Kuala Lumpur/Jakarta, 31 Oktober 2025 — Greenpeace Asia Tenggara menyoroti pengesahan ASEAN Declaration on the Right to a Safe, Clean, Healthy and Sustainable Environment pada KTT ASEAN 2025 di Kuala Lumpur. Meskipun deklarasi ini menjadi langkah penting atas pengakuan pelindungan lingkungan sebagai hak asasi manusia, Greenpeace menilai ASEAN masih belum menetapkan poin-poin kewajiban, target terukur, dan mekanisme penegakan hukum yang tegas dalam deklarasi ini.

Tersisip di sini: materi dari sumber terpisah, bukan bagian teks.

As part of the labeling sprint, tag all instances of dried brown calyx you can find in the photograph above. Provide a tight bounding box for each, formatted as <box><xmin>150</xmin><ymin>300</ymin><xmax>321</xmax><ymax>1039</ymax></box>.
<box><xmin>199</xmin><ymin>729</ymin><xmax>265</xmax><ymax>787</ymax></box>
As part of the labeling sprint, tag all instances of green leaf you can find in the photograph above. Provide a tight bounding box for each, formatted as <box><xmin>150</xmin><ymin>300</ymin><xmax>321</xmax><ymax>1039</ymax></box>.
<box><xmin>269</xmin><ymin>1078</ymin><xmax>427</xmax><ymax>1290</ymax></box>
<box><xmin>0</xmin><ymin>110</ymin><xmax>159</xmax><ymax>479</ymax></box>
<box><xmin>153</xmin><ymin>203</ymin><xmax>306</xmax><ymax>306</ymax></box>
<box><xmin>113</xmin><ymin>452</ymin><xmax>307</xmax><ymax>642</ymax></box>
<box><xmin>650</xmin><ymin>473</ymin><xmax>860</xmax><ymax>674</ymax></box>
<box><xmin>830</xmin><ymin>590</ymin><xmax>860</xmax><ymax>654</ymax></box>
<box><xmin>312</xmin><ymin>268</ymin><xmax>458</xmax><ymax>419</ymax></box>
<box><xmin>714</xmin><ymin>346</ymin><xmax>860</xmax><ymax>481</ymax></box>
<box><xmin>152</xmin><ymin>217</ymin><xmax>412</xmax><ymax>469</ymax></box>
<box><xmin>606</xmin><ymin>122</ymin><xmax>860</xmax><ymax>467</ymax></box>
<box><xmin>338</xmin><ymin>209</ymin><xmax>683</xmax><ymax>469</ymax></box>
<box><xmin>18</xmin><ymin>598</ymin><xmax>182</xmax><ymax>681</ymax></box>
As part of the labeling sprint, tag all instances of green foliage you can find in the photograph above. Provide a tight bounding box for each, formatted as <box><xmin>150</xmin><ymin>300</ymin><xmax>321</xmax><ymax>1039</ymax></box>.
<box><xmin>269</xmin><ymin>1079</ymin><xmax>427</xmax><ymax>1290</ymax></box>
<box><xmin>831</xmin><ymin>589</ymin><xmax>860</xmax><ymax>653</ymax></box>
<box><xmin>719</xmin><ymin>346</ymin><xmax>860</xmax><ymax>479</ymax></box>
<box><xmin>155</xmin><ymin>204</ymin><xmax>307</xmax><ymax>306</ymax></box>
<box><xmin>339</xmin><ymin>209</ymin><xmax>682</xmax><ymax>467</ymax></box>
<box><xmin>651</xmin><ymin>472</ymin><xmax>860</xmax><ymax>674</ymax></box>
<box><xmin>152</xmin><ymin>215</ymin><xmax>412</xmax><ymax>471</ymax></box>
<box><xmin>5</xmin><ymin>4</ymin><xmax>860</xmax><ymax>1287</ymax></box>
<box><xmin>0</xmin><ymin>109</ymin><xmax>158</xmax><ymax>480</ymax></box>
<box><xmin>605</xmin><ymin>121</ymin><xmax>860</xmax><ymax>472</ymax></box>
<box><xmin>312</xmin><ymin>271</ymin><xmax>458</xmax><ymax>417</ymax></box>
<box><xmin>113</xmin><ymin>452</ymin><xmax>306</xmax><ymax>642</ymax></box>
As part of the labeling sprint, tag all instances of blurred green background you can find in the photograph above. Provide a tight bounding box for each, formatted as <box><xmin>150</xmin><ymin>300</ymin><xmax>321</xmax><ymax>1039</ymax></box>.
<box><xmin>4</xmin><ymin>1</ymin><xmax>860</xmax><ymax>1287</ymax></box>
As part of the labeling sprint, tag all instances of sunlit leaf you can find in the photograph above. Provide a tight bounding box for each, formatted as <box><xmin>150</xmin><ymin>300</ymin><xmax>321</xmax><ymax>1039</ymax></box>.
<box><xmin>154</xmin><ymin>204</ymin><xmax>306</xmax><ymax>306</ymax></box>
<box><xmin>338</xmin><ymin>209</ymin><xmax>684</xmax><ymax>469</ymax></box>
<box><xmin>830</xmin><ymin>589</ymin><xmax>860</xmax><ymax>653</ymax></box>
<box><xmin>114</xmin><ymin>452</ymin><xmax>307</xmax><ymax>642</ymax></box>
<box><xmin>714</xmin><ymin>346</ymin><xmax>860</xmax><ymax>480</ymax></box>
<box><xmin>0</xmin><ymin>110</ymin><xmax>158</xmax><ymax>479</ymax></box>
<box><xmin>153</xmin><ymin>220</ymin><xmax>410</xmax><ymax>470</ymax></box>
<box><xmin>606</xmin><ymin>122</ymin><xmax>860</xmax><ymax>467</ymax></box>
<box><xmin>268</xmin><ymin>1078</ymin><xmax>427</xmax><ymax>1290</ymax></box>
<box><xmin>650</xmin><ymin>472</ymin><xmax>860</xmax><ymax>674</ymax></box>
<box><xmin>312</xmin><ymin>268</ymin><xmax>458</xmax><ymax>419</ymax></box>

ASEAN melewatkan kesempatan penting untuk menunjukkan komitmen lingkungan hidup yang nyata, padahal blok ini bisa saja menjadi pionir di belahan bumi selatan yang mengoperasionalkan resolusi Majelis Umum PBB tahun 2022 tentang hak atas lingkungan yang bersih, sehat, dan berkelanjutan. Bukannya menetapkan standar regional dan perlindungan bagi para pejuang lingkungan hidup, isi deklarasi ini malah mengesampingkan tanggung jawab perusahaan untuk menegakkan hak-hak lingkungan dan kebutuhan untuk mengatasi permasalahan lingkungan yang bersifat lintas batas (transboundary).

Heng Kiah Chun, Ketua Kampanye Greenpeace Malaysia, berpendapat bahwa deklarasi ini adalah kesempatan bagi ASEAN untuk mewujudkan aspirasi pemenuhan hak-hak lingkungan menjadi aksi nyata. “Untuk mencapai hal tersebut, ASEAN harus berani menghadapi kasus asap lintas batas, mengatasi hilangnya keanekaragaman hayati, dan menentang impunitas korporasi,” ucap Heng.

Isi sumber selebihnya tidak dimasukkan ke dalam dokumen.